Conmoviose doña Rosa al oír las últimas palabras de su marido, mucho más al notar el tono de firme resolución con que las emitió; y parte para ocultar las lágrimas que le rebosaban en los ojos, parte por variar el objeto de una conversación que le hería en lo más vivo del alma, se levantó otra vez y se dirigió al patio. En aquel momento mismo bajaba Leonardo la escalera, vestido como para salir a la calle; y ella, que sintió sus pasos, retrocedió al sitio que acababa de dejar al lado de su marido, y en tono de humilde súplica, con voz temblosa por la emoción, le dijo:

—Por el amor de ese mismo hijo, Gamboa, no le digas nada ahora. Tu severidad le rebela y me mata a mí.
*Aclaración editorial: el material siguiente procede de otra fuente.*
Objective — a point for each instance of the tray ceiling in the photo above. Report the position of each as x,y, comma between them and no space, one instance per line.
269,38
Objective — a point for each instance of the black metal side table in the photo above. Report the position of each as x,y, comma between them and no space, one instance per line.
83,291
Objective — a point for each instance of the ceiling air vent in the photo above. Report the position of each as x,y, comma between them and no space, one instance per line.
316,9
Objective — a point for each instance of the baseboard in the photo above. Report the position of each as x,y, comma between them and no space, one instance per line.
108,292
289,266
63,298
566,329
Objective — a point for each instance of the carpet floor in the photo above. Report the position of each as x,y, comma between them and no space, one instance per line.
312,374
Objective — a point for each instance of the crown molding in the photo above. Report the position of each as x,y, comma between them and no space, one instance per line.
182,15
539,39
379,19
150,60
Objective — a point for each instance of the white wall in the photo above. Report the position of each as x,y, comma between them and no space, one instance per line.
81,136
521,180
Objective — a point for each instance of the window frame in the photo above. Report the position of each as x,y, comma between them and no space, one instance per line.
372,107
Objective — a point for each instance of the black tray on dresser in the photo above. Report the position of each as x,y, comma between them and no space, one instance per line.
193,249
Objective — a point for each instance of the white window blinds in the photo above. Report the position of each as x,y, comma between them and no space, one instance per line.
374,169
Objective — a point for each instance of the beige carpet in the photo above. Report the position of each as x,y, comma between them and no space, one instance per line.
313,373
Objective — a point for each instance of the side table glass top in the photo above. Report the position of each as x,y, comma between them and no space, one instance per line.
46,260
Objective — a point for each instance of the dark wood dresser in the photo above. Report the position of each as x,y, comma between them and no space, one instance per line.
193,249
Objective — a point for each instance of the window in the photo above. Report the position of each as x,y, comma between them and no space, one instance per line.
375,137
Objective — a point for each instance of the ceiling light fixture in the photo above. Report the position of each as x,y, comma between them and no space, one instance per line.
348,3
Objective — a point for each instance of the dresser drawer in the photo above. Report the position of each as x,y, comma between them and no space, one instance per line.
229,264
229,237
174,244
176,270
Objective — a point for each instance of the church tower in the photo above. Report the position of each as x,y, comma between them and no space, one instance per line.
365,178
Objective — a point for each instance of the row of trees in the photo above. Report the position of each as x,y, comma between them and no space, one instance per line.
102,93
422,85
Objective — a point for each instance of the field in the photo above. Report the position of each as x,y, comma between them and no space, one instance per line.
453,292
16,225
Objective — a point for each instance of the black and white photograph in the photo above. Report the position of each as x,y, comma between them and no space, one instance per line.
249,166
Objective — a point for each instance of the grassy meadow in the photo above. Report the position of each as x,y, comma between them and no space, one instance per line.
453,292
—¡Rosa! murmuró don Cándido echándole una mirada de reconvención. Tú le pierdes.

—¡Prudencia, Cándido! replicó doña Rosa, respirando más libremente; porque comprendió que su esposo estaba inclinado por entonces a ejercer aquella virtud. Advierte que ya es un hombre y que le tratas como si fuera un niño.

—¡Rosa! repitió don Cándido con otra mirada de reconvención ¿Hasta cuándo?

—Será ésta la última vez que interceda por él, se apresuró a decir doña Rosa. Te lo prometo.

En esto acababa de bajar la escalera el joven Gamboa y se encaminó derecho a su madre, la cual le salió al encuentro como para mejor protegerle del enojo de su padre. Pero éste, silencioso y cabizbajo, ya penetraba en el escritorio y no vio o se hizo que no vio al hijo besar a la madre en la frente, ni la seña con que ella le indicó que debía saludar también a su padre.

Leonardo no dijo palabra, ni hizo ademán de cumplir con la indicación. Sólo se sonrió, levantó los hombros y se encaminó a la calle, llevando debajo del brazo izquierdo un libro empastado a la española, con los cantos rojos, y en la mano derecha una caña de Indias cuyo puño de oro figuraba una corona.